Satellite eyeing Tropical Storm Jose churning coastal waters


Credit: Credits: NASA/NOAA GOES Project

Although Tropical Storm Jose was located off the coast of southeastern U.S. it is stirring up the waters along the U.S. East coast, causing dangerous conditions. NOAA's GOES East satellite saw Jose centered about 360 miles northeast of the southwestern Bahamas on Sept. 15.

The National Hurricane Center said "Jose is expected to produce high surf and life-threatening rip currents along portions of the U.S. East coast."

On Sept. 15, 2017 at 9:30 a.m. EDT (1330 UTC), NOAA's GOES East satellite captured a visible image of the Tropical Storm Jose northwest of the Bahamas. NHC noted that Jose is showing signs of becoming better organized. The low-level center is embedded well within a growing central dense overcast.

The NASA/NOAA GOES Project at NASA's Goddard Space Flight Center in Greenbelt, Maryland created an image. NOAA manages the GOES series of satellites and the NASA/NOAA GOES Project creates images and animations from the data.
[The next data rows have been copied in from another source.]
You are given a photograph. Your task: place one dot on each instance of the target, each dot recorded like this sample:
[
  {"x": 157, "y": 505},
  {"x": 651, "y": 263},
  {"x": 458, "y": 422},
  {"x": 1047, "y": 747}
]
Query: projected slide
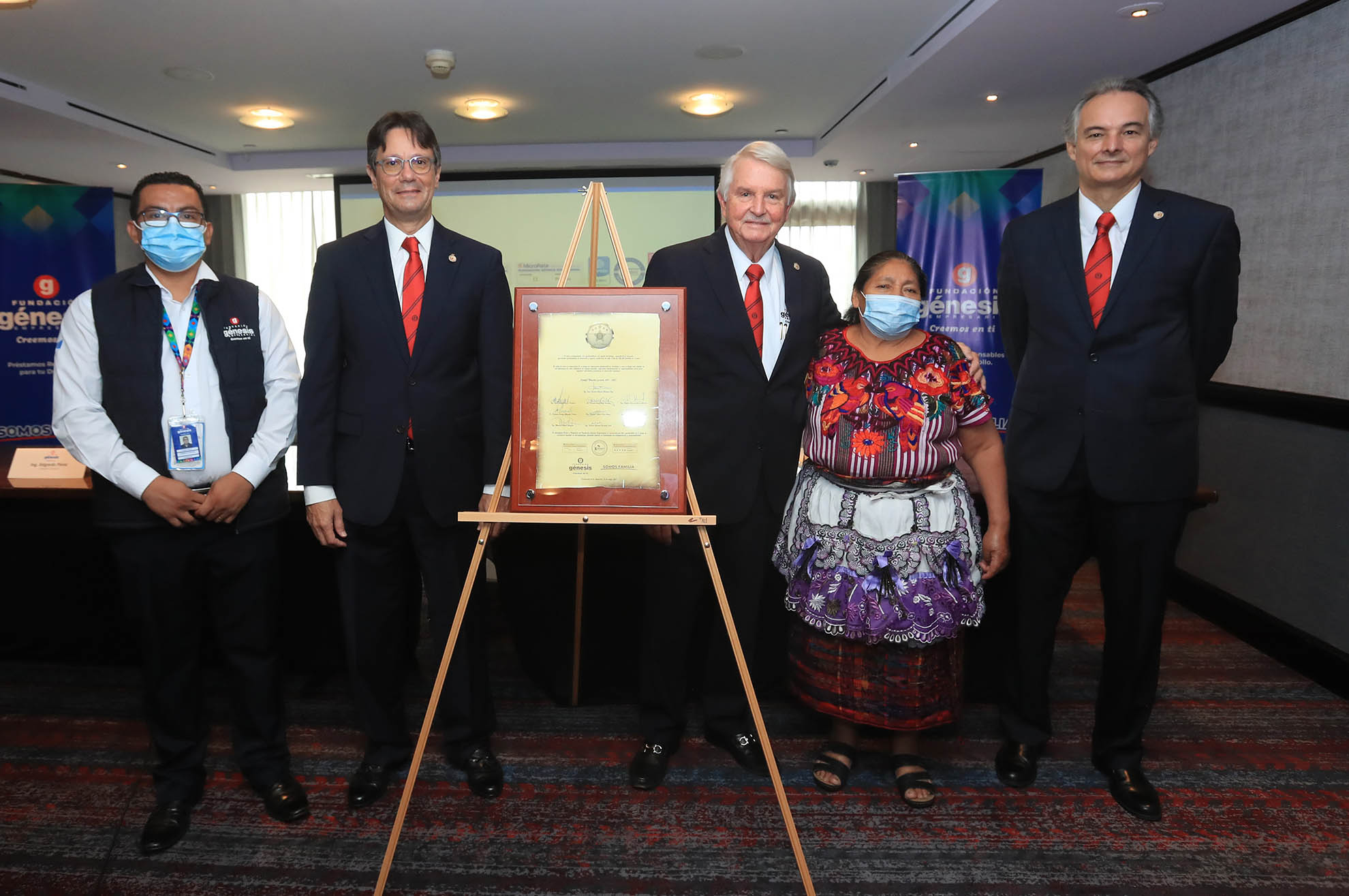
[{"x": 532, "y": 220}]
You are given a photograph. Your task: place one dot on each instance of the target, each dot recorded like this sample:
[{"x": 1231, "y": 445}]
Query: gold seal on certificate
[{"x": 598, "y": 400}]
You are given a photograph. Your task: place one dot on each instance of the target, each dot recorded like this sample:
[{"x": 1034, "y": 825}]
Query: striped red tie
[
  {"x": 754, "y": 305},
  {"x": 1098, "y": 268},
  {"x": 414, "y": 283}
]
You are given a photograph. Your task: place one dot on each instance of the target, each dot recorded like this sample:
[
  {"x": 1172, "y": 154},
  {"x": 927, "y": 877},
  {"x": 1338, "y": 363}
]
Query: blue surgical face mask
[
  {"x": 173, "y": 247},
  {"x": 890, "y": 316}
]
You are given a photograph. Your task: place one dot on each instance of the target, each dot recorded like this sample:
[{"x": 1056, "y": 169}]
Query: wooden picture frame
[{"x": 602, "y": 362}]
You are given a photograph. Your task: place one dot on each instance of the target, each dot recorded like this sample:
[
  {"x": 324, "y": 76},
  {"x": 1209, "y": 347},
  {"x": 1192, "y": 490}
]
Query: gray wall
[{"x": 1277, "y": 539}]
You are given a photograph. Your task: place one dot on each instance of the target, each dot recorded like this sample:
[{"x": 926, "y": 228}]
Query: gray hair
[
  {"x": 1115, "y": 85},
  {"x": 768, "y": 153}
]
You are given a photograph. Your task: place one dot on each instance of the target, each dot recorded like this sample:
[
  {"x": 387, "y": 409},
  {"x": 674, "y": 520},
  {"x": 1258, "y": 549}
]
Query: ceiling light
[
  {"x": 1141, "y": 10},
  {"x": 480, "y": 110},
  {"x": 188, "y": 73},
  {"x": 707, "y": 104},
  {"x": 719, "y": 52},
  {"x": 268, "y": 119}
]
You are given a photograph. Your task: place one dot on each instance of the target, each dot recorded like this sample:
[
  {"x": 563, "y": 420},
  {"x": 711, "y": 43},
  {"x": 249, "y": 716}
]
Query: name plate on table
[
  {"x": 46, "y": 469},
  {"x": 600, "y": 400}
]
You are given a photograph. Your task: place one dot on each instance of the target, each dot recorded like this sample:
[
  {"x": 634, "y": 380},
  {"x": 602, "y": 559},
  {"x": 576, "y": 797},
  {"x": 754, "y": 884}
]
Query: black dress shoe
[
  {"x": 647, "y": 771},
  {"x": 743, "y": 748},
  {"x": 1135, "y": 794},
  {"x": 367, "y": 784},
  {"x": 165, "y": 827},
  {"x": 285, "y": 799},
  {"x": 1017, "y": 762},
  {"x": 480, "y": 767}
]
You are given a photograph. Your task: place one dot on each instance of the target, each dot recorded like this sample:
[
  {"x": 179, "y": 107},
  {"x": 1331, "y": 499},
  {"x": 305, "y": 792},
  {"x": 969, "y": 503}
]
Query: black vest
[{"x": 129, "y": 318}]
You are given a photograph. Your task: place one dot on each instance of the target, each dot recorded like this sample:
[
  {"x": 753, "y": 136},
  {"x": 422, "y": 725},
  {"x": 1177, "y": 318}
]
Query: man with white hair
[{"x": 754, "y": 312}]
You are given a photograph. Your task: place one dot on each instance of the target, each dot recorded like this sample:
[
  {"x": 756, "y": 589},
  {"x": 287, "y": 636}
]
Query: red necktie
[
  {"x": 414, "y": 283},
  {"x": 1098, "y": 268},
  {"x": 754, "y": 305}
]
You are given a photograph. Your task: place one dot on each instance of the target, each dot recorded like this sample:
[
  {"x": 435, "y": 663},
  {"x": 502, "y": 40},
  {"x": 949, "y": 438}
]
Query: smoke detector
[{"x": 440, "y": 63}]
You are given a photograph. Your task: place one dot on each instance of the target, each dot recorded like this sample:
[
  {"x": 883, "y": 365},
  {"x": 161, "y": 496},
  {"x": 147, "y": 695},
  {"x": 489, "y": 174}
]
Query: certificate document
[{"x": 598, "y": 401}]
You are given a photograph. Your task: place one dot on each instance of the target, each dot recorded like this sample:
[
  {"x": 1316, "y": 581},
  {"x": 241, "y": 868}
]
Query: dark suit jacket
[
  {"x": 1128, "y": 389},
  {"x": 360, "y": 388},
  {"x": 743, "y": 428}
]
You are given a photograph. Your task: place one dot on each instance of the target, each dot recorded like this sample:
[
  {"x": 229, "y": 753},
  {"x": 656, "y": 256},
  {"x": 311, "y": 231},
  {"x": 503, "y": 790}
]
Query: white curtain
[
  {"x": 282, "y": 234},
  {"x": 823, "y": 224}
]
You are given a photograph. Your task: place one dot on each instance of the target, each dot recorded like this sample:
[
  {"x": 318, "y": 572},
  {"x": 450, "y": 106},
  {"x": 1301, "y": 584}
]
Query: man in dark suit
[
  {"x": 404, "y": 414},
  {"x": 754, "y": 311},
  {"x": 1117, "y": 304}
]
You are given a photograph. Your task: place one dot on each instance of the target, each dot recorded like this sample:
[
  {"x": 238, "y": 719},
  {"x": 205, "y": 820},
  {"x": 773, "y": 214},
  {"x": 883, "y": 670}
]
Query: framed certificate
[{"x": 600, "y": 400}]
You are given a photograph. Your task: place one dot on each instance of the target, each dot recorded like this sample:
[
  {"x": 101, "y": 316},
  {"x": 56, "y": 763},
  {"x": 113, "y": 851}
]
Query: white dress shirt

At 5 a.m. EDT (0900 UTC) the center of Tropical Storm Jose was located near 25.9 degrees north latitude and 68.7 degrees west longitude. That's about 360 miles (575 km) northeast of the southeastern Bahamas and about 500 miles (805 km) south-southwest of Bermuda.

Jose is moving toward the west-northwest near 8 mph (13 kph). The NHC forecast calls for a gradual turn toward the north on Sept. 15 and 16. The estimated minimum central pressure is 989 millibars.

Maximum sustained winds are near 70 mph (110 kph) with higher gusts. Some strengthening is forecast during the next 48 hours. Jose is forecast to become a hurricane later today.

NHC said "Swells generated by Jose are affecting Bermuda, the Bahamas, the northern coasts of Hispaniola and Puerto Rico, and the Southeast coast of the United States, and will spread northward along the Mid-Atlantic coast of the U.S. during the next few days. These swells are likely to cause life-threatening surf and rip current conditions."

Forecasters caution that the track of Jose should be watched. Interests from North Carolina northward to New England on the east coast of the United States should monitor the progress of this system over the next several days.